As we prepare to read Deuteronomy, the last book of the Pentateuch (Genesis-Deuteronomy), it is vital to hold on to the thread of covenant. Think of rock climbers who tether themselves together in order that their corporate ascent is safeguarded against dangerous falls. It is vital that we don’t minimize this theme of God’s covenant. The whole book of Deuteronomy is presented in the same treaty form which suzerain kings of the ancient near east would use; the main difference being that where ancient kings would form a treaty between themselves and their vassals/people calling the gods to be witness to the covenant and bring down judgement on those who would break the covenant, this covenant was between the people of Israel and God Himself. God was to be their king.

The reality is that from the fall in Eden onwards God dealt with man via gracious covenants. Noah, Abram, Jacob, Moses, and later David and Solomon all have this covenant between God and His people renewed. So what is this covenant? The Westminster Confession describes it as “the covenant of grace; wherein [God] freely offereth unto sinners life and salvation by Jesus Christ (WC Chapter 7.3).”
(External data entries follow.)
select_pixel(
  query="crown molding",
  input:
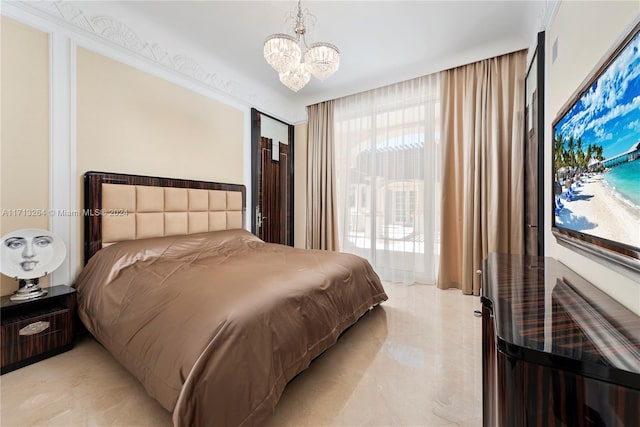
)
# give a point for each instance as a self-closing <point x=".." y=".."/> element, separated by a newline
<point x="112" y="31"/>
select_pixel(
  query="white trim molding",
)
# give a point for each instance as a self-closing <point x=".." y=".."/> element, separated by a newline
<point x="62" y="164"/>
<point x="103" y="33"/>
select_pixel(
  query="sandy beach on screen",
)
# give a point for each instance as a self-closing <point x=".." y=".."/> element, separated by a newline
<point x="598" y="211"/>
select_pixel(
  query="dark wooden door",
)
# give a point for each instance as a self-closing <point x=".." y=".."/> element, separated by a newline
<point x="531" y="182"/>
<point x="534" y="154"/>
<point x="272" y="185"/>
<point x="273" y="194"/>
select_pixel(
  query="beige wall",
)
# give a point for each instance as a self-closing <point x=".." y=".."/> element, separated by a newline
<point x="585" y="31"/>
<point x="131" y="122"/>
<point x="300" y="186"/>
<point x="24" y="134"/>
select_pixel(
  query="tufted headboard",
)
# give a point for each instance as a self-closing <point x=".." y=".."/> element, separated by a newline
<point x="122" y="207"/>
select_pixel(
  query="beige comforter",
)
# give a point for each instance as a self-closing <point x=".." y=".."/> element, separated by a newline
<point x="215" y="324"/>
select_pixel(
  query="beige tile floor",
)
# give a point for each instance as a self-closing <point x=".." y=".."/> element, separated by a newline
<point x="414" y="361"/>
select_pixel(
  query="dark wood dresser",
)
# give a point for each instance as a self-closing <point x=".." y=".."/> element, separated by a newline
<point x="35" y="329"/>
<point x="557" y="351"/>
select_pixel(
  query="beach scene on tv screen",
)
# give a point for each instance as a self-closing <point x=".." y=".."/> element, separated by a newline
<point x="597" y="155"/>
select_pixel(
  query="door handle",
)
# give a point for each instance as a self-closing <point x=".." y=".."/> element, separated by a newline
<point x="258" y="219"/>
<point x="34" y="328"/>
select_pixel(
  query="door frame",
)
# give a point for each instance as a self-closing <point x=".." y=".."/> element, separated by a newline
<point x="255" y="142"/>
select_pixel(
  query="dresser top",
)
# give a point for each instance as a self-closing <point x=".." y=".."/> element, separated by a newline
<point x="546" y="313"/>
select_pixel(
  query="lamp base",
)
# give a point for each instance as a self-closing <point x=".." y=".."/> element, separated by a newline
<point x="28" y="289"/>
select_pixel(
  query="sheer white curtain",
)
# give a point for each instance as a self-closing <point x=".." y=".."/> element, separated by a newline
<point x="387" y="153"/>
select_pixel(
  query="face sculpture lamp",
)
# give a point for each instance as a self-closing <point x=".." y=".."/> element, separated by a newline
<point x="28" y="254"/>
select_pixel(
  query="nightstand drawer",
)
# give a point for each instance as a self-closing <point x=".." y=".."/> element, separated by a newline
<point x="44" y="332"/>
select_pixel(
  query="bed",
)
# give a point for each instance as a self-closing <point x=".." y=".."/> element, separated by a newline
<point x="210" y="319"/>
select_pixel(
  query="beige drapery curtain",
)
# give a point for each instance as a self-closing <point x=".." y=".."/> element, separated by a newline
<point x="322" y="225"/>
<point x="482" y="183"/>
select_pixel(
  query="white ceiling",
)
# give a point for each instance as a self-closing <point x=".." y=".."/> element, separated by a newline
<point x="381" y="42"/>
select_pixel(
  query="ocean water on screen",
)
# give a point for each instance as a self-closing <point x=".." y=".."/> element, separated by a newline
<point x="625" y="181"/>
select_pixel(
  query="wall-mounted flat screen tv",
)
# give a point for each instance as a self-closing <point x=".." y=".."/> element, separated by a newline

In essence, God always and only saves man through His Son the Christ. Further, man’s salvation is and always has been––even under these Old Testament iterations of the covenant of grace––a gracious gift and entirely unmerited. The covenant is recapitulated throughout Genesis, then further expanded in the giving of the Law on Sinai, and then we are brought to Deuteronomy where the covenant is renewed as Israel is about to enter the land which God had promised them. In Deuteronomy we have Moses preaching through the Ten Commandments, and reminding Israel that their salvation, deliverance and union with God is based entirely upon God’s free grace. Their obligation is––as the old Gospel song put it––to trust and obey.